The poems discuss the changing landscape through the seasons, as well as relationships. Titles include “Equinox II,” “Seven Horses,” and “Legacies.”
His poetry has been published in many journals and anthologies, including “Canadian Literature” and “Days of Obsidian, Days of Grace, Poetry and Prose,” but this is his first book.
Now 44, his first poem ever published was in the Rainy River Record when he was just 10 years old.
In the summer of 2000, he and his wife, Sandra Indian, led “A Walk to Remember”—a 1,200-mile sacred journey around Lake Superior—“to bring forth community visions of protecting the air, land, and water for the Seven Generations yet to come.”
His love and respect for the environment is displayed in many of his poems.

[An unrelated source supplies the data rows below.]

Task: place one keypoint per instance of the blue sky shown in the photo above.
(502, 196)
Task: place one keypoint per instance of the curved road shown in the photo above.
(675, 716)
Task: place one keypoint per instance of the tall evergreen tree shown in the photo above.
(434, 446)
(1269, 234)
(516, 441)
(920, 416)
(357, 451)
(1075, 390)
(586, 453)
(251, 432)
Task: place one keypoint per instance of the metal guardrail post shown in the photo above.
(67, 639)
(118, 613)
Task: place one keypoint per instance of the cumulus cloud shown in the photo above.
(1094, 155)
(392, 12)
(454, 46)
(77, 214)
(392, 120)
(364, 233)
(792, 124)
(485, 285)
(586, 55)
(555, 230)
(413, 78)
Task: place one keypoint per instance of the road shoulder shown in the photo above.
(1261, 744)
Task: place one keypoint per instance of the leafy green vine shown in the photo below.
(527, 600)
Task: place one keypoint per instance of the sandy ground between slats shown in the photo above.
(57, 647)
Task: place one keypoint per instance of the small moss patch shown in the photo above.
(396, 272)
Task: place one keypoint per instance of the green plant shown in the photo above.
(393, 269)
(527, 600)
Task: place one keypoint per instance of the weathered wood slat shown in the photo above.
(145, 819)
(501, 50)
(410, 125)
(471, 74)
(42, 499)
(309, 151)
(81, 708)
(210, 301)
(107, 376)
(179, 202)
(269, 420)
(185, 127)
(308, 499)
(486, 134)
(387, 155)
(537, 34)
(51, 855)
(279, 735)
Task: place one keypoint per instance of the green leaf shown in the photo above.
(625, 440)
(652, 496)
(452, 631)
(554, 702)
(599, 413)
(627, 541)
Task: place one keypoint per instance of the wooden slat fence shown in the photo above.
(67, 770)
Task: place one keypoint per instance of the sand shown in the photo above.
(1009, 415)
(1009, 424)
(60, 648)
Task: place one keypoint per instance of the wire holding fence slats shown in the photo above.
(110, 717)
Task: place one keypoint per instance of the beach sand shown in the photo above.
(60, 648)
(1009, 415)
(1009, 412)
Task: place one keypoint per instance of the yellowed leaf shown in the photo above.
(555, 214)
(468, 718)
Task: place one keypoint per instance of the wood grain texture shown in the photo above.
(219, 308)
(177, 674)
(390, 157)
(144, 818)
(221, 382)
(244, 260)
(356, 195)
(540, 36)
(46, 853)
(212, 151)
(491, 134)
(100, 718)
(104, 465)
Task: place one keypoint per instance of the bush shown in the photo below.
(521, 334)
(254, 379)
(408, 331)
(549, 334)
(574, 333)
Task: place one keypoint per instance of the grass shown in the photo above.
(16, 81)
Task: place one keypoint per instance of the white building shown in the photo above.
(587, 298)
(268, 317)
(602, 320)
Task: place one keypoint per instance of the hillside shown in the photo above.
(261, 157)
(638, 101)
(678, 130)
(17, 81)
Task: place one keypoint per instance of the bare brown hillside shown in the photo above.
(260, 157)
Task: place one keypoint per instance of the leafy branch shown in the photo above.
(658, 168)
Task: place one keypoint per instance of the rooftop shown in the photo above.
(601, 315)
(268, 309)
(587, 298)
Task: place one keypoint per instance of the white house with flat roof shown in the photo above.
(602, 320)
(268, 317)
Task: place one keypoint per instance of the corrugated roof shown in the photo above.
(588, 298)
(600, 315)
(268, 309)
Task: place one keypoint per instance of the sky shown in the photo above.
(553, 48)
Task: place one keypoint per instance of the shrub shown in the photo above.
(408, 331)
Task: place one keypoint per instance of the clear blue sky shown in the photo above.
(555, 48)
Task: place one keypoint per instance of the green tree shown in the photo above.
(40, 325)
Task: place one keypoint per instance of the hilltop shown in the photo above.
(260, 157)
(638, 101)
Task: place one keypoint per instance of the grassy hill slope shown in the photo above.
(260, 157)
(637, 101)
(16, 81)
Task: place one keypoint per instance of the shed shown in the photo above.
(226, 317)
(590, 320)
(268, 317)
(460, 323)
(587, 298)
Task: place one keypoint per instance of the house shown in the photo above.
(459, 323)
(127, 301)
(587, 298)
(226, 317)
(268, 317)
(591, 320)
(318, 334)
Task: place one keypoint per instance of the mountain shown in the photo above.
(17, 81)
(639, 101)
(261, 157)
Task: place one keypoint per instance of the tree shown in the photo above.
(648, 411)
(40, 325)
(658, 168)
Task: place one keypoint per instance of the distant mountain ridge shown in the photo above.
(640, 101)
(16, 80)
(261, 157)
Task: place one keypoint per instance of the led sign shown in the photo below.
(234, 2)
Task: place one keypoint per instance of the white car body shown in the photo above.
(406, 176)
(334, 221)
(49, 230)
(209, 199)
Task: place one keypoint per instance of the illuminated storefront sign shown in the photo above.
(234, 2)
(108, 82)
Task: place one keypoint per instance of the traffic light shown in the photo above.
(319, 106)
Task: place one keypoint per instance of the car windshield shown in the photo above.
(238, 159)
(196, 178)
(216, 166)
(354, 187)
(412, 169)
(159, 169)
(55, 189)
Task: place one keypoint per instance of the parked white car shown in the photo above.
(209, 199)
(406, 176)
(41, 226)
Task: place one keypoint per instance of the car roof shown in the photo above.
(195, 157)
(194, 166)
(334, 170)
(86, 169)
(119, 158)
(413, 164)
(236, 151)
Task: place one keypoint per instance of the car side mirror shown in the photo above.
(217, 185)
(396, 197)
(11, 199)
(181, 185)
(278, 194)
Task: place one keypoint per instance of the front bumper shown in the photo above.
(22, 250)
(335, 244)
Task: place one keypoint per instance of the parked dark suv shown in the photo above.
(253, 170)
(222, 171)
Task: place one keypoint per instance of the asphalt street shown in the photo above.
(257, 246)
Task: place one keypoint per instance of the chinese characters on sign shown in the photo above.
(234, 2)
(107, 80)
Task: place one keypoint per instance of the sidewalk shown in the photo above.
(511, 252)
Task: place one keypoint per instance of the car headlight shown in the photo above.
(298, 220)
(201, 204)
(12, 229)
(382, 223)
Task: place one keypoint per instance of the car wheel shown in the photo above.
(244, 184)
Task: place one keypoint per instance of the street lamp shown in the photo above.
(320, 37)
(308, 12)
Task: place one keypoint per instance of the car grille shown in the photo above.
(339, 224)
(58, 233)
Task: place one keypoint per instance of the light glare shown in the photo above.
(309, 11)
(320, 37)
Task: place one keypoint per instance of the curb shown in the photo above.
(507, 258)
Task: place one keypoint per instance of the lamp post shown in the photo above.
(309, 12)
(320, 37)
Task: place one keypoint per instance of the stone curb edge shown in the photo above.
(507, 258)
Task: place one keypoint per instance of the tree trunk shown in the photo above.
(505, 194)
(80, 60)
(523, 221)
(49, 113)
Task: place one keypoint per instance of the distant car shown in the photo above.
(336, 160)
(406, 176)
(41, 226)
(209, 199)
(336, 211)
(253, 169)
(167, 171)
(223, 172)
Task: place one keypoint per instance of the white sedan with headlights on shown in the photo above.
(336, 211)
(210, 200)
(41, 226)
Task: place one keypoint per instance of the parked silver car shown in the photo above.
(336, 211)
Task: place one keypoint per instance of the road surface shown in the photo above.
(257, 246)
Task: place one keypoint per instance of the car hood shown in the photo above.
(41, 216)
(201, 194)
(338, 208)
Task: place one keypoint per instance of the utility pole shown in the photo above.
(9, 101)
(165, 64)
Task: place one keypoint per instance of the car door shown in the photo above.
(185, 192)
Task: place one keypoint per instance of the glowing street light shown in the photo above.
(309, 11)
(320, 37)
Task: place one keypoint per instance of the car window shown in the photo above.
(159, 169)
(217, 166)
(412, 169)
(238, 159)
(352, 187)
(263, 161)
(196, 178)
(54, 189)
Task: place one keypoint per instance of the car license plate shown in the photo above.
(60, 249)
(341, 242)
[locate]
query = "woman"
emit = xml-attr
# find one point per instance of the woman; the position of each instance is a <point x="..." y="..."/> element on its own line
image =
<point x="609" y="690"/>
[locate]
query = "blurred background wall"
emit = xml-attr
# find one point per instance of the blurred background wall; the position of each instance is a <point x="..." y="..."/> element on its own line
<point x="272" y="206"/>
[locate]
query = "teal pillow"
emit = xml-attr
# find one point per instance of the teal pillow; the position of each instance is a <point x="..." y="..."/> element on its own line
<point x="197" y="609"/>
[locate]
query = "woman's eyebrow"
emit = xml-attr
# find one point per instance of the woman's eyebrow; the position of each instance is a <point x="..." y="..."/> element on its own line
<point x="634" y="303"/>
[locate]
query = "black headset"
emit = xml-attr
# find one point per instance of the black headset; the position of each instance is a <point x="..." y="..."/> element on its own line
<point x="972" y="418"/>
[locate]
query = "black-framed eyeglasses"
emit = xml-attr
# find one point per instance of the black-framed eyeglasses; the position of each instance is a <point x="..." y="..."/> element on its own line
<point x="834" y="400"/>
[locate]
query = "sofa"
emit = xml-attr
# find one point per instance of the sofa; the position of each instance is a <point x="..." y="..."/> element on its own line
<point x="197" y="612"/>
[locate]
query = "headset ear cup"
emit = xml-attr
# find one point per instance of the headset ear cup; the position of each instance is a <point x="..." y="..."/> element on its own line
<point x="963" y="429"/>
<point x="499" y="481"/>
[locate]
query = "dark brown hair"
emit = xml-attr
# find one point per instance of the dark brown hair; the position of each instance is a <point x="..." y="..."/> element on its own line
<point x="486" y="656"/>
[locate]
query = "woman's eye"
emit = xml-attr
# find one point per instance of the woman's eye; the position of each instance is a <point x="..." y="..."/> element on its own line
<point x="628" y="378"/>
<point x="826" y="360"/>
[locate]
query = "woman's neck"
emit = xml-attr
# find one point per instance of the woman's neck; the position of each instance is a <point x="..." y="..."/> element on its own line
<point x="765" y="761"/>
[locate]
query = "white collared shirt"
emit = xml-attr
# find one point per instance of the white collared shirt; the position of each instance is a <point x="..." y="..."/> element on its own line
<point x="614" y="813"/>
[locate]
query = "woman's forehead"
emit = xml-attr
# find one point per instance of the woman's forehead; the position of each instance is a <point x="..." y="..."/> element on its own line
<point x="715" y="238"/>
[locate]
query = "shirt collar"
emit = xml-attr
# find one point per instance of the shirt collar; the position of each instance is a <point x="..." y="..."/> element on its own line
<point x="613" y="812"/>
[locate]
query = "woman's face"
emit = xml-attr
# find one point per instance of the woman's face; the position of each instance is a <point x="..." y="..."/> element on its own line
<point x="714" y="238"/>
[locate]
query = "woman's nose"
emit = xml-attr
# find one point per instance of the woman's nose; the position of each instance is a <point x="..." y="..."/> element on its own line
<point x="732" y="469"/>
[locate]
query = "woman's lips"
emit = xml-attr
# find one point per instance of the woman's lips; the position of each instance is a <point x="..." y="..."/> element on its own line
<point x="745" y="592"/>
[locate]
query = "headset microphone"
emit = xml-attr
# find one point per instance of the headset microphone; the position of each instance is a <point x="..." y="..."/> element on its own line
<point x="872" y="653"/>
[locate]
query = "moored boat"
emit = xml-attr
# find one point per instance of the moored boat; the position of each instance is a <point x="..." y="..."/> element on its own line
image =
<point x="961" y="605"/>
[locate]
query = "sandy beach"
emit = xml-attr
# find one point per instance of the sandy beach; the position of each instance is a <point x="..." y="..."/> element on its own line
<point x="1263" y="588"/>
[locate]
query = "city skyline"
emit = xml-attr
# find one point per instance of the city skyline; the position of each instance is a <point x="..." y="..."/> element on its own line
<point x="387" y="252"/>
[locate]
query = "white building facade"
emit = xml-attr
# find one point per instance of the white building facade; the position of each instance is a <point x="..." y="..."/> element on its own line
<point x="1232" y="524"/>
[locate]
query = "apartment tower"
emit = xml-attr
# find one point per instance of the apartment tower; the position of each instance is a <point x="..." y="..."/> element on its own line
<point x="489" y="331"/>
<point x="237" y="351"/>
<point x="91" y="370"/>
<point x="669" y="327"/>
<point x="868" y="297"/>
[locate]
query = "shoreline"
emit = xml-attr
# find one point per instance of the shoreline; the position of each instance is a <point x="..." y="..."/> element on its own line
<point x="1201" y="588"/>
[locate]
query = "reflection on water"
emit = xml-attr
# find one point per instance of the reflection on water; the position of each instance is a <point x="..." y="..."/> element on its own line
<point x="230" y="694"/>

“We wanted to bring people’s attention to the sanctity of water and dwindling resources, and wanted to find out why people live near the water,” Hunter recalled.
Renowned aboriginal writer Louise Erdrich was quoted on the book jacket: “Al Hunter’s poems are healing songs for the earth and the human spirit. For the sake of the moon, for the sake of our hearts, I am glad he is writing.”
Hunter was modest about Erdrich’s praise. “She’s been really good to me,” he said.
He’s a community worker with Rainy River First Nations, but said he’s a writer first and foremost.
“I used to get up really early and write about whatever was in my visual sphere,” he recounted. “I think we’re so inseparably tied to the natural world. I wanted to recreate it in my writing.
“I see each poem as a ‘Spirit Horse,’” he added. “I wanted to have a theme, a metaphor, throughout the book.”
Hunter’s understanding of nature and the environment was self-taught through observation, he explained. He attended university in Minnesota, studying liberal arts, which he said helped him learn about the technical part of writing—and taught him about many poets and writers.
Many of his poems are open to interpretation, and Hunter likes it that way. “I’m not here to proselytize,” he stressed, adding the reader doesn’t have to choose an outlook nor will he tell a reader what the poem was about.
Hunter said his publisher, Kegedonce, has been wonderful to work. “Kegedonce let me choose the sequence of the poems,” he noted—something almost unheard of in the industry.
Kegedonce also allowed him to choose his own illustrator, Leo Yerxa, another rarity in publishing, especially for a new author. Yerxa is from Couchiching originally but now lives in Ottawa.
There will be a book signing at Northwoods Gallery and Gifts on Scott Street on April 27. He’ll also be at Chapters in Thunder Bay the previous day. His book only is available online for now at www.kegedonce.com
Hunter is now working on his second book.